About A Rape
Jun. 21st, 2008 10:19 am![[personal profile]](https://www.dreamwidth.org/img/silk/identity/user.png)
Rapeseed (Brassica napus), also known as rape,
oilseed rape, rapa, rapeseed, and canola, is a bright
yellow flowering member of the family Brassicaceae,
the mustard or cabbage family.
(Wikipedia)
That’s how I started my original blog - with a clever definition of the “rape blossom” or rapeseed. It was meant to create an image in your mind of a yellow flower, in a panoramic field of solid yellow. I would also insert a photo of such a meadow, to give you a pictorial reference as well. Then I was going to quickly begin describing a presentation I made at school to the parents of fieldtrip group who were going to Washington D.C. You would read the dialogue of what I said about the trip, and my assurances of the safety of their children. All of this was meant to set up the real story I wanted to tell – a story about a rape; a rape that took place at my school over two months ago.
Things happen at schools, and they occur at three levels of perception and reality. There is the world of the students (and even that world is divided into grade levels and classes), the adult world of teachers and staff, and another adult world of parents and family. They are usually peaceful and harmonic worlds, with a natural gravitational pull centered on the education of children that allows these worlds to move far and near, with occasional intersections. However, an act of sexual violence or physical force has a way of stabbing straight through these planes of existence – wounding and smashing them together.
When I write personal narratives for this blog – I go where my mind leads, and write what occurs to me. It’s like a prose journey that I start at one place, never knowing where it will end; it’s a trip without a destination, until I arrive. For the first time in writing this blog, I realized that this story about a rape wouldn’t fit; the narrative journey would go too far. There were too many complex characters to introduce, too many plot twists to guide, and too many shocks and surprises to spring. They wouldn’t fit into one blog. My blogs are too long as it is! This one would have gone on, and on, and on. So I stopped. I haven’t stopped the story, I can’t stop that story. That boat left the harbor and won’t stop until it reaches its destination. I’m compelled to write it; I’ve been haunted by that story for months. I just can’t write it here.

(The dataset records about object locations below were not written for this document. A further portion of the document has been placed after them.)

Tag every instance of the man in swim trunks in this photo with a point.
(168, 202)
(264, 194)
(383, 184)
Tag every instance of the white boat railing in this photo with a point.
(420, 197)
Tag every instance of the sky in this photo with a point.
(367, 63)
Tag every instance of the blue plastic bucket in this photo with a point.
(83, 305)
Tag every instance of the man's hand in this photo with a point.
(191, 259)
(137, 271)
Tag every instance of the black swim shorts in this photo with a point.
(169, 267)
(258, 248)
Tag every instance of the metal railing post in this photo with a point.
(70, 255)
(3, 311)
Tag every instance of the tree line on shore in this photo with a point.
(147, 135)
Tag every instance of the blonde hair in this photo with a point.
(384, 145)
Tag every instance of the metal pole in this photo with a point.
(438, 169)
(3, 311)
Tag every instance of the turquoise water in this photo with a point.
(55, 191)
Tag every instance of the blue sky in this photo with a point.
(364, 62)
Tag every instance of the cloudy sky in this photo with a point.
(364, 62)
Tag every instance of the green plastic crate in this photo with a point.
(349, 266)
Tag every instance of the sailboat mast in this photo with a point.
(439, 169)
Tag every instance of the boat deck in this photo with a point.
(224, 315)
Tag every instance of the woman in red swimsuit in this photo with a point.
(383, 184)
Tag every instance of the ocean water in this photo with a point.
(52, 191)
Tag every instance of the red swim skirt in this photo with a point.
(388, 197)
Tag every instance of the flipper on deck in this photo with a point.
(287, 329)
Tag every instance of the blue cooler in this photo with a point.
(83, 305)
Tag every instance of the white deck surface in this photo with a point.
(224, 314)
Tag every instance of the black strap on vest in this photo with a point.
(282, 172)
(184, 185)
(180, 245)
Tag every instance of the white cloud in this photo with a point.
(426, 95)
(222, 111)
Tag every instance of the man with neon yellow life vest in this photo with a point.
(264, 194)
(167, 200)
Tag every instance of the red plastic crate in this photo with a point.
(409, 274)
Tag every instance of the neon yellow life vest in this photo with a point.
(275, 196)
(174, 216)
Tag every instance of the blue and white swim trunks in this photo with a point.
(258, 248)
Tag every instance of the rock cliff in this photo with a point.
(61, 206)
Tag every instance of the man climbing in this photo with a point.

I’ve come to a demarcation line in my blog: do I write stories or personal essays? There is a big difference between a personal narrative about an event, and a story about an incident that deeply affected the lives and emotions of everyone involved. I started an essay about a rape at school that was leading me toward an extensive short story which needs to be fictionalized. There was no doubt in my mind; the piece was not a topic for a subjective personal essay. This story was simply too real, and thereby too complex and ambiguous to be told as FACT. This story had to be told in a manner that would preserve anonymity while pluming the depth of the people involved and their actions. It would be the only way to find some meaning in what occurred. So, my resolution was to write this essay about my epiphany on the differences between story and essay, and continue working on the story. Will I ever post it? I don’t know. I’ll have to see what it looks like when it’s done.